At each transit agency, Haley has worked closely with elected officials, who set policy and decide how much public money transit agencies get. He's used to politicians publicly helping to win support for mass transit.
"When people in Seattle say they support something, it means something very different," Haley said. "They say, 'I'm with you,' but they won't campaign for it."
"They're Democrats with a small 'd,'" he said.
Haley questioned the timing of a consultant's report done for the Seattle City Council on the monorail's discredited and defunct $11 billion financial proposal. Even though the proposal was rejected by the monorail board and resignations were accepted from board chairman Tom Weeks as well as executive director Joel Horn in early July, the report was issued two weeks before the fifth public vote on the monorail.
Haley said he offered to be "grilled" by the City Council but got no response.
"What good does it do to analyze a dead proposal?" he asked. "It was an opportunity to take a free shot at the project."
The monorail will never get built without the support of Seattle city officials, he said.
"Somebody's gotta take a risk," Haley said.
The new executive director also is frustrated by the ongoing public discussion over the monorail.
"The level of discourse around this has been on marginal issues," he said, featuring "cherry picking of data" and "dueling economists."
"No piece of data has been too arcane to put out there and blow out of proportion," Haley said.
"It's hard for me to understand," he continued. "This project has been nicked at and nicked at."
He doesn't like the way Seattle's public discourse seems to force people to choose between building a monorail or a light-rail system. The city needs both modes, along with buses, ferries and, yes, cars. Transit systems in other cities are always a combination of transportation modes, he said.
"I don't see how buses solve transit problems for West Seattle," Haley said. Waterborne transit is sometimes mentioned too, but it would take "an armada" of ferryboats, he said.
Haley thinks a monorail would be "perfect for Seattle." City residents are into technology and city policies are designed to encourage "a smart, focused kind of growth."

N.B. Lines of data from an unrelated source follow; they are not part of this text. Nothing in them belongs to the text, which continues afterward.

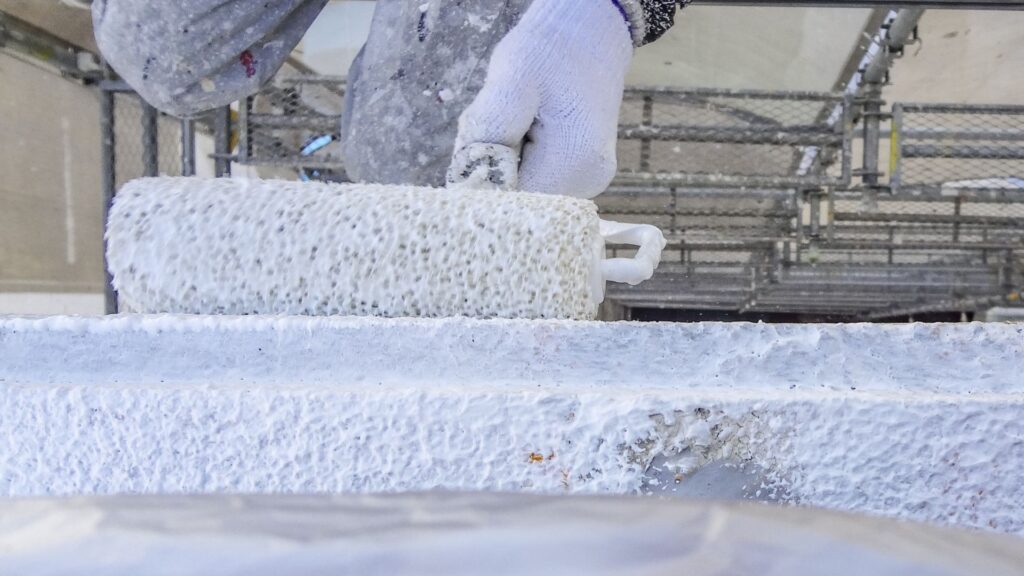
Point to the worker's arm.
(186, 56)
(553, 91)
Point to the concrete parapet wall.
(914, 421)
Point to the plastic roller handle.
(641, 266)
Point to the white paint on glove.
(553, 90)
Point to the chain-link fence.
(145, 142)
(755, 191)
(294, 124)
(733, 137)
(957, 150)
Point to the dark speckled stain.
(146, 67)
(249, 62)
(421, 27)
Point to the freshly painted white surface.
(450, 534)
(914, 421)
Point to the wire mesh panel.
(952, 149)
(145, 142)
(295, 122)
(732, 137)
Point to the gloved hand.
(553, 90)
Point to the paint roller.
(242, 247)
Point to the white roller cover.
(223, 246)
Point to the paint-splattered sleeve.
(187, 56)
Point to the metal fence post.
(646, 121)
(108, 182)
(222, 141)
(151, 150)
(187, 148)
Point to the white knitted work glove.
(553, 91)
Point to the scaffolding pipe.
(899, 32)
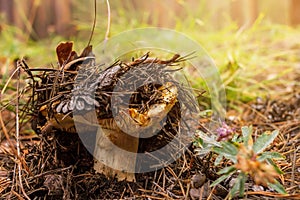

Besides, monorails are cheaper to build than light rail.
He thinks Seattle's motor vehicle excise tax is an adequate source of revenue for the monorail. There are some transit projects in the nation with no dedicated revenue source at all, he said.
Haley acknowledges his pro-transit bias. After all, he's devoted his entire career to it. He takes two Metro buses every weekday commuting downtown from his Queen Anne home. As a believer, he admits it takes a leap of faith to think a monorail is feasible.
"There's only so much analysis you can do," Haley said. "You're never going to have complete certainty."
Haley's belief also convinces him that a monorail would get some cars off Seattle streets, be environmentally safe, support the city economy and run punctually 99.7 percent of the time.
"It's a 100-year asset for the city," he said. He knows of no city in America that's regretted building a mass transit system.
Rather than kill the monorail project, Haley suggested it would be better to turn it over to Sound Transit if people don't like the way the project is being run.
"I don't believe you walk away," Haley said.
He was at a loss for words to explain how Seattle voters could say yes to a monorail four straight times and possibly still not get one, if "no" votes are the majority on Nov. 8.
"People here have got to be the biggest cynics," Haley said.